1

I followed the documentation of mlr3 regarding the imputation of data with pipelines. However, the mode that I have trained does not allow predictions if a one column is NA

Do you have any idea why it doesn't work?

train step

library(mlr3)
library(mlr3learners)
library(mlr3pipelines)


data("mtcars", package = "datasets")
data = mtcars[, 1:3]
str(data)
task_mtcars = TaskRegr$new(id="cars", backend = data, target = "mpg")

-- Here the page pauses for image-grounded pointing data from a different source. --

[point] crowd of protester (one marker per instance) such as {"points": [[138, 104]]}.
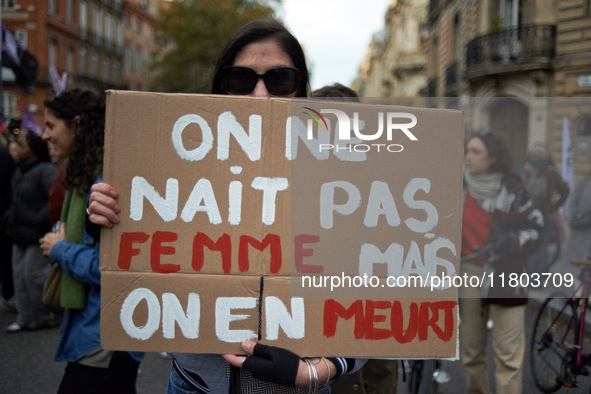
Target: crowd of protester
{"points": [[46, 182]]}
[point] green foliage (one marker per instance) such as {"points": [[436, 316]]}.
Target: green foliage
{"points": [[192, 34]]}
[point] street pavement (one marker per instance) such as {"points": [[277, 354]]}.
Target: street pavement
{"points": [[27, 366]]}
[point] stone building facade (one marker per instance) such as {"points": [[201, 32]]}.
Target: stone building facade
{"points": [[394, 64]]}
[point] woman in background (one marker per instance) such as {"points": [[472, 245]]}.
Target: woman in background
{"points": [[499, 218], [74, 126], [27, 221]]}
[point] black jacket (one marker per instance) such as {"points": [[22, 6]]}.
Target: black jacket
{"points": [[28, 216]]}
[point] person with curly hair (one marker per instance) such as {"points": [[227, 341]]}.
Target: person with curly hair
{"points": [[262, 59], [499, 218], [75, 124]]}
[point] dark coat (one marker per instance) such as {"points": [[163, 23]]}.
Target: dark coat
{"points": [[516, 216], [6, 170], [28, 216]]}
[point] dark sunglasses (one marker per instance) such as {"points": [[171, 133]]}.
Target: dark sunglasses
{"points": [[280, 81]]}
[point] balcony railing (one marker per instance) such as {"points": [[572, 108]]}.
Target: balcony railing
{"points": [[451, 76], [525, 47], [431, 88]]}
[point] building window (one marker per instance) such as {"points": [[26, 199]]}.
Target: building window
{"points": [[127, 58], [69, 12], [583, 133], [22, 37], [117, 73], [136, 60], [108, 28], [106, 70], [83, 15], [53, 52], [95, 65], [82, 61], [98, 21], [70, 60], [8, 4], [9, 103]]}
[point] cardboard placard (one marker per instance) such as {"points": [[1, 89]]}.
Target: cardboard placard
{"points": [[240, 215]]}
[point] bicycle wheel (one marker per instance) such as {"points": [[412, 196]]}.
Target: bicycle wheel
{"points": [[554, 336], [416, 373]]}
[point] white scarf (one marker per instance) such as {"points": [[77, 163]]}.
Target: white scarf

imp_missind = po("missind")
imp_num     = po("imputehist", param_vals =list(affect_columns = selector_type("numeric")))
scale = po("scale")
learner = lrn('regr.ranger')

graph = po("copy", 2) %>>% 
  gunion(list(imp_num %>>% scale,imp_missind)) %>>%
  po("featureunion") %>>%
  po(learner)
graph$plot()

graphlearner = GraphLearner$new(graph)

predict step

data = task_mtcars$data()[12:12,]
data[1:1, cyl:=NA]
predict(graphlearner, data)

The error is

Error: Missing data in columns: cyl.
ZchGarinch
  • 295
  • 3
  • 13

1 Answers1

3

The example in the mlr3gallery seems to work for your case, so you basically have to switch the order of imputehist and missind.

Another approach would be to set the missind's which hyperparameter to "all" in order to enforce the creation of an indicator for every column.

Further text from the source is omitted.